Apurinic/apyrimidinic (AP) sites occur frequently in DNA as a result of spontaneous base loss or following removal of a damaged base by a DNA glycosylase. The action of many AP endonuclease enzymes at abasic sites in DNA leaves a 5'-deoxyribose phosphate (dRP) residue that must be removed during the base excision repair process. This 5'-dRP group may be removed by AP lyase enzymes that employ a beta-elimination mechanism. This beta-elimination reaction typically involves a transient Schiff base intermediate that can react with sodium borohydride to trap the DNA-enzyme complex. With the use of this assay as well as direct 5'-dRP group release assays, we show that T4 DNA ligase, a representative ATP-dependent DNA ligase, contains AP lyase activity. The AP lyase activity of T4 DNA ligase is inhibited in the presence of ATP, suggesting that the adenylated lysine residue is part of the active site for both the ligase and lyase activities. A model is proposed whereby the AP lyase activity of DNA ligase may contribute to the repair of abasic sites in DNA.     

The hyperthermophilic archaeon Pyrodictium occultum has two alpha-like DNA polymerases

We cloned two genes encoding DNA polymerases from the hyperthermophilic archaeon Pyrodictium occultum. The deduced primary structures of the two gene products have several amino acid sequences which are conserved in the alpha-like (family B) DNA polymerases. Both genes were expressed in Escherichia coli, and highly purified gene products, DNA polymerases I and II (pol I and pol II), were biochemically characterized. Both DNA polymerase activities were heat stable, but only pol II was sensitive to aphidicolin. Both pol I and pol II have associated 5'-->3' and 3'-->5' exonuclease activities. In addition, these DNA polymerases have higher affinity to single-primed single-stranded DNA than to activated DNA; even their primer extension abilities by themselves were very weak. A comparison of the complete amino acid sequences of pol I and pol II with two alpha-like DNA polymerases from yeast cells showed that both pol I and pol II were more similar to yeast DNA polymerase III (ypol III) than to yeast DNA polymerase II (ypol II), in particular in the regions from exo II to exo III and from motif A to motif C. However, comparisons region by region of each polymerase showed that pol I was similar to ypol II and pol II was similar to ypol III from motif C to the C terminus. In contrast, pol I and pol II were similar to ypol III and ypol II, respectively, in the region from exo III to motif A. These findings suggest that both enzymes from P. occultum play a role in the replication of the genomic DNA of this organism and, furthermore, that the study of DNA replication in this thermophilic archaeon may lead to an understanding of the prototypical mechanism of eukaryotic DNA replication.     

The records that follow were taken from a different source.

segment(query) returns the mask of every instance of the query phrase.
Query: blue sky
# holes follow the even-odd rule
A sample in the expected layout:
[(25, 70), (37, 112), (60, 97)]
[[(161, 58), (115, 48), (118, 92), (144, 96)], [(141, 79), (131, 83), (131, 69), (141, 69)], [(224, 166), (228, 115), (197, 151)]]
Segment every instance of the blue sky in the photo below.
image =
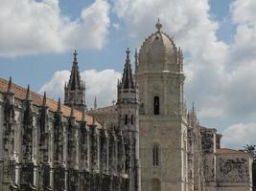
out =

Interaction of the resolving enzyme YDC2 with the four-way DNA junction

Holliday junctions (four-way DNA junctions), formed during homologous recombination, are bound and resolved by junction-specific endonucleases to yield recombinant duplex DNA products. The junction-resolving enzymes are a structurally diverse class of proteins that nevertheless have many properties in common; in particular a high structure specificity for binding and metal-dependent, (frequently) sequence-specific cleavage activity. In Saccharomyces cerevisiae, the enzyme CCE1 is necessary for the resolution of recombining mitochondrial genomes, and in Schizosaccharomyces pombe the homologous protein YDC2 is thought to have a similar function. We have generated an inactive mutant of YDC2, D226N, that retains structure-specific junction binding and have analysed the interaction of this protein with the four-way DNA junction. YDC2 binds the four-way junction in two specific complexes (I and II), unfolding the stacked X-structure into a conformation where the arms extend to the four corners of a square. This structure is reminiscent of that of the free junction in the absence of metal ions and of the structures imposed on the Holliday junction by CCE1 and RuvA. DNase I probing reveals footprints specific for complexes I and II which extend from the junction centre on all four arms. No protection is observed with the small, hydrophobic probe DMS.